His published collection of poems include Gu Leòr (2015) and Acair: Nàdur De (2020), as well as a published pamphlet, From Another Island (2010). His poems are written in both the English and Scottish Gaelic language, however, his works is predominately written in Scottish Gaelic. His works have been translated into a number of various languages, primarily in Europe, including French, German and Irish.

In December 2024, he was appointed the Makar, the national poet of Scotland, by first minister John Swinney. Upon his appointment, Swinney stated that he was "very pleased" with the appointment, further claiming that "he has attracted a wide audience, and many accolades, through his originality, playfulness and willingness to take risks with language".

Additionally, MacAoidh claimed he was "very grateful to the panel for their faith in me, and to the First Minister for his support, and especially his enthusiasm about a Gaelic poet taking on the role".

His appointment marked the first time that a Scottish Gaelic poet had been appointed to the role of Makar.

== Poem to celebrate Scotland's Achievement in qualifying for the World Cup ==
In April 2026, the Herald newspaper highlighted the fact that MacAoidh had composed a poem in English and Gaelic about Scotland's qualification for the World Cup.
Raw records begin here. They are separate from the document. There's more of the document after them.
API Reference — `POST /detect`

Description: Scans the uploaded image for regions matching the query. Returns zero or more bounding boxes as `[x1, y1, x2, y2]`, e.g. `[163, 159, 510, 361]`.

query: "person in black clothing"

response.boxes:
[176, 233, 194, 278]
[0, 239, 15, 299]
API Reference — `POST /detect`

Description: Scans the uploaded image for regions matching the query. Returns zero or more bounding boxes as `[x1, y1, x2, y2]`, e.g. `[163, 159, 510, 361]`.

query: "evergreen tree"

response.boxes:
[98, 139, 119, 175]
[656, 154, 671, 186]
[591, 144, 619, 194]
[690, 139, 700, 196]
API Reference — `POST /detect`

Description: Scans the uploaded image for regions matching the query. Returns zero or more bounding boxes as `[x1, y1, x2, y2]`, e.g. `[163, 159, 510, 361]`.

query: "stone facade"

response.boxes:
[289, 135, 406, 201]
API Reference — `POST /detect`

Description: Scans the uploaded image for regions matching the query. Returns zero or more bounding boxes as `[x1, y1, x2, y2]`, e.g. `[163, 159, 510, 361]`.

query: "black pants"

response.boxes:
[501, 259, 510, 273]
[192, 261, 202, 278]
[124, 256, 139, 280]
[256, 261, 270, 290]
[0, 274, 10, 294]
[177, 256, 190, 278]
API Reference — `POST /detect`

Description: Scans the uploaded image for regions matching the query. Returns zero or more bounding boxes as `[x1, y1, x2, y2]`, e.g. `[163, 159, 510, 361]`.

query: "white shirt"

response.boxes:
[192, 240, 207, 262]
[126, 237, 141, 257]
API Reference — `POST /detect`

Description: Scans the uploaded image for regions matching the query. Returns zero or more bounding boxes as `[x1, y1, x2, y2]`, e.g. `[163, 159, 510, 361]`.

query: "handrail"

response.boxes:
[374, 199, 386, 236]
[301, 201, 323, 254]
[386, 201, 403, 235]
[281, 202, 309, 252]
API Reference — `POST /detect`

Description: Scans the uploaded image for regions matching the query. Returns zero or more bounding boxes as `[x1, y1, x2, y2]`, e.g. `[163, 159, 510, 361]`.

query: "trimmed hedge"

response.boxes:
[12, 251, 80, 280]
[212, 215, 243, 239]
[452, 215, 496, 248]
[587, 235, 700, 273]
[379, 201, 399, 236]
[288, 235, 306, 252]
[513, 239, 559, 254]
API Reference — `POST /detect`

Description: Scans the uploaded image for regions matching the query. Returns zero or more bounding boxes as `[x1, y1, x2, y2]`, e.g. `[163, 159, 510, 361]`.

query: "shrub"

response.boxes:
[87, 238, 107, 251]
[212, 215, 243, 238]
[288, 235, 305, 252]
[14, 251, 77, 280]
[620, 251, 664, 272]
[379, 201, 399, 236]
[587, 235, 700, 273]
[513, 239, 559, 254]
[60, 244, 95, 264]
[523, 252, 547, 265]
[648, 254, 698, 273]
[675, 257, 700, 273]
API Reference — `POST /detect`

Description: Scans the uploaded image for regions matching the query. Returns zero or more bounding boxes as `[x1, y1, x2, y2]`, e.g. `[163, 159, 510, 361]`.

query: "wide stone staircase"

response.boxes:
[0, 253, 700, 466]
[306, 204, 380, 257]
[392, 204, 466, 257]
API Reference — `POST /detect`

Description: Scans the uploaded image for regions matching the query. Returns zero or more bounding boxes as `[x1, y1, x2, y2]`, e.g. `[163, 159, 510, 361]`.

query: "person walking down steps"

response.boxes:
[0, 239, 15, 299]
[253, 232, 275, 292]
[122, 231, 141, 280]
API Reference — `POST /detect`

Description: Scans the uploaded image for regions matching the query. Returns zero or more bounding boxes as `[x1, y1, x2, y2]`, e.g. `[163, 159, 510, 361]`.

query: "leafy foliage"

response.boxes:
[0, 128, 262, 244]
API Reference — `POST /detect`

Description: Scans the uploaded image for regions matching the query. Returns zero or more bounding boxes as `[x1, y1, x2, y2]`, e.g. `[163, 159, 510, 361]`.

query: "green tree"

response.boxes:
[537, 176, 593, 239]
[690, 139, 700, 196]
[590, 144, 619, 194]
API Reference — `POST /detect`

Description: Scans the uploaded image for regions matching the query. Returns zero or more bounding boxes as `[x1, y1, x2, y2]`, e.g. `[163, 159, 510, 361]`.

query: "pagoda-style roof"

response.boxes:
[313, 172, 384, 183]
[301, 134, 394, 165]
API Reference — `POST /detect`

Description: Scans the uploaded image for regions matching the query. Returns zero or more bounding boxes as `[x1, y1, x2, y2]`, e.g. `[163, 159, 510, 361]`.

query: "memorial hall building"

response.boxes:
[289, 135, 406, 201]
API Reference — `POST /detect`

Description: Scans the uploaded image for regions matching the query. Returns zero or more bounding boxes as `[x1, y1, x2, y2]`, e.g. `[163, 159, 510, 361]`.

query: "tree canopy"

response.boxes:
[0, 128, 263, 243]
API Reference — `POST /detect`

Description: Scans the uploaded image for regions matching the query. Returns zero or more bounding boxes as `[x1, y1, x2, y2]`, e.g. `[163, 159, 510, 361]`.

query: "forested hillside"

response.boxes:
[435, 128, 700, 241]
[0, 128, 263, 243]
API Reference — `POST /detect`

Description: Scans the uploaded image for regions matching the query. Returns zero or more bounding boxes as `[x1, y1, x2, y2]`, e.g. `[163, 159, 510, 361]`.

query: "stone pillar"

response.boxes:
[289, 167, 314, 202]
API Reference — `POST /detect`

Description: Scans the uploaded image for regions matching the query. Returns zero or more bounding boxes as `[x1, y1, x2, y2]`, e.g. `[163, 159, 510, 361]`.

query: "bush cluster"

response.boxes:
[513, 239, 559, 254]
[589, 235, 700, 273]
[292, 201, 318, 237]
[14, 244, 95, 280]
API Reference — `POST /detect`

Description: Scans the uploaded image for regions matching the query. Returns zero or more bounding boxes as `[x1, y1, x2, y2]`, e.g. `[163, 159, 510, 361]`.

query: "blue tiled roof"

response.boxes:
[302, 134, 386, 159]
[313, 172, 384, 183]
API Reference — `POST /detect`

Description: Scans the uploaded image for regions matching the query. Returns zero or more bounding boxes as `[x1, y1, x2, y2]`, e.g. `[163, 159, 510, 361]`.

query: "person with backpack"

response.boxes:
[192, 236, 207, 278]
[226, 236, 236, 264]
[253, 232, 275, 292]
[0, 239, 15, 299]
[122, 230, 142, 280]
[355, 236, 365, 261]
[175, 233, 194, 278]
The newspaper quoted the Makar as saying "whenever Scotland does well on sporting occasions internationally, whether it’s men or women’s teams, it’s a useful way of pulling people in the country together." He referenced Kenny McLean's lob over Peter Schmeichel's head as being his specific inspiration, quoting from his own poem " ‘watching a ball tumble in its everyday, humdrum perfect parabola, to fall plump as a rainbow back to earth’.”

The poem is called "Ris an do-dhèanta" in Gaelic and "At the impossible" in English.